What this tells you is that your dog is fairly fluent in “rollover” at your house in the morning, somewhat fluent in the evening, and not fluent at your father-in-law’s house.

Generalization is the tendency for a learned behavior to occur in the presence of stimuli that were not present during training.” (Chance, Learning & Behavior 5th Ed., pg 451)

Fluency is closely related to generalization. Fluency will tell you how well generalized the behavior is. From the above example with Fido, we know that Fido is fluent in the behavior at 8:30am in your living room, somewhat fluent at 5:00pm in your living room, and not fluent at 6:00pm in your father-in-law’s living room.

What’s different about each of these situations? Well, let’s analyze it:

Scenario #1 Scenario #2 Scenario #3
Trainer You You You
Stimulus Circle motion with pointed finger Circle motion with pointed finger Circle motion with pointed finger
Reinforcer Hot Dog Hot Dog Hot Dog
Time 8:30am 5:00pm 6:00pm
Location Your Living Room Your Living Room Father-In-Law’s Living Room

Outside Stimuli

None

Wife

Wife
Father-in-Law
Mother-in-Law

  • Out of six variables, three are constant – you as the trainer, the stimulus for the behavior and the reinforcement for the behavior.
  • One variable – location – is the same in Scenario #1 and Scenario #2.
  • Two variables are different in every scenario – time and outside stimuli. We could probably come up with a lot more outside stimuli, but these are the obvious ones, so we’ll stop with them to keep it simple.

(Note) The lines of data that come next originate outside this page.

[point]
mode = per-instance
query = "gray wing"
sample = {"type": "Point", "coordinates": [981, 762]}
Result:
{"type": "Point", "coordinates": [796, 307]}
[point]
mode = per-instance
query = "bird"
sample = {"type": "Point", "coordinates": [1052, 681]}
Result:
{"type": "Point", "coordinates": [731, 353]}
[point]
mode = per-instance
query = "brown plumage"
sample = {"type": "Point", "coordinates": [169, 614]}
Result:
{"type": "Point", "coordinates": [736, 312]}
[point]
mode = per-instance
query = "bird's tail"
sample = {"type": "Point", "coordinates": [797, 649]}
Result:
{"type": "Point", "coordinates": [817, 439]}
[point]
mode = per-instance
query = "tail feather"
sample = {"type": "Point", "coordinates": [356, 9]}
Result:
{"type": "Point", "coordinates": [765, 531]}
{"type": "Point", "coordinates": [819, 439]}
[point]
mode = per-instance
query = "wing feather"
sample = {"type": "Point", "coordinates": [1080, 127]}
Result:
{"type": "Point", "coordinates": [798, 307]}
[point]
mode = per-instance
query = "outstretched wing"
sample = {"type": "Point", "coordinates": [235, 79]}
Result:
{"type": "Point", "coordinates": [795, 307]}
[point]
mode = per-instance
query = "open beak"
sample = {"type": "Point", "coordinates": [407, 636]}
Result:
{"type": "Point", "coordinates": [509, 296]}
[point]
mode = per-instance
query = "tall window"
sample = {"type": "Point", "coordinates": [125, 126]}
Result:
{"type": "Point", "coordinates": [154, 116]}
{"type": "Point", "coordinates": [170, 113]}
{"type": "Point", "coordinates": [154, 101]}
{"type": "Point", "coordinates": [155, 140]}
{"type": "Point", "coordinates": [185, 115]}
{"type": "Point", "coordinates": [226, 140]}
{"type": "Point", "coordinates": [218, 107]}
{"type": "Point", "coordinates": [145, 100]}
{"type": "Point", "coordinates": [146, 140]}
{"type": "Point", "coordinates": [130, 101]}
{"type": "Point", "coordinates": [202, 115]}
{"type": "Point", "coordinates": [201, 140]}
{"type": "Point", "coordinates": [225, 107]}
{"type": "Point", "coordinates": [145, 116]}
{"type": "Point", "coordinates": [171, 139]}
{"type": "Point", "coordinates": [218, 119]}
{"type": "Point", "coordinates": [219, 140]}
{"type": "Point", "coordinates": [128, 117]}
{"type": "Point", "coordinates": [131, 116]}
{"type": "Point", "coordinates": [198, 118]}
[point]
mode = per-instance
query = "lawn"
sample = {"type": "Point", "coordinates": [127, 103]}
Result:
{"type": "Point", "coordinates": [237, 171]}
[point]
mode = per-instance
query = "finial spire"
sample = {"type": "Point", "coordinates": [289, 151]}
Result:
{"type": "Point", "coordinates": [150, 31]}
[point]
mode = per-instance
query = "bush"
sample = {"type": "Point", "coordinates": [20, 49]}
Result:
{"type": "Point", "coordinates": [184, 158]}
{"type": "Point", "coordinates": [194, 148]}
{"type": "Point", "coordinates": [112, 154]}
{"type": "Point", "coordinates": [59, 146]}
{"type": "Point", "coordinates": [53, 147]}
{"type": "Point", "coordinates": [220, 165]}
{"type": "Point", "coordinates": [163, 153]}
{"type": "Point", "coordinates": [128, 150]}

Fido performed best in Scenario #1, which is the scenario under which the acquisition stage and most of his training took place, and under which he is most familiar with the behavior. He does reasonably well in Scenario #2, where the only differences are the presence of the wife and the time of day. In Scenario #3, he pretty much falls apart – different location, different time of day and lots of distraction.

By measuring Fido’s fluency in each scenario, we can determine how well generalized he is in the rollover behavior. Ideally, you will “re-train” Fido under each new scenario; as he learns the behavior under new circumstances, it will begin to generalize, and he’ll learn to perform the behavior on cue regardless of circumstances. Once he’s generalized the behavior, he should be reliable under a variety of circumstances – familiar and new.

This does not mean that he will be reliable under all circumstances – there will always be situations that are too distracting. However, we can train for many circumstances, and certainly for the circumstances to which our dogs are most often exposed.

Last, but not least, the behavior must be maintained. “Maintenance is the continuation of the conditions that generated a performance. The analysis of maintained performance, as a subject matter, is different from but not incompatible with that of acquisition (e.g., many experiments concerned with effects of schedule parameters on performance do not really begin until acquisition has been completed).(University of South Florida Behavior Analysis Glossary, http://www.coedu.usf.edu/abaglossary/glossarymain.asp?AID=5&ID=2238)

All behavior must be maintained. Remember – behavior has function. We behave for a reason, and if there is no consequence to our behavior, it’s going to extinguish. If, after the debacle at your in-law’s house, you don’t ask Fido to rollover for six months, chances are, when you do ask him to rollover (even under Scenario #1), he won’t perform. His behavior has not been maintained. It shouldn’t be as hard to elicit the behavior as it was originally, because he has already learned it, but it will still take some of practice to get it to fluency.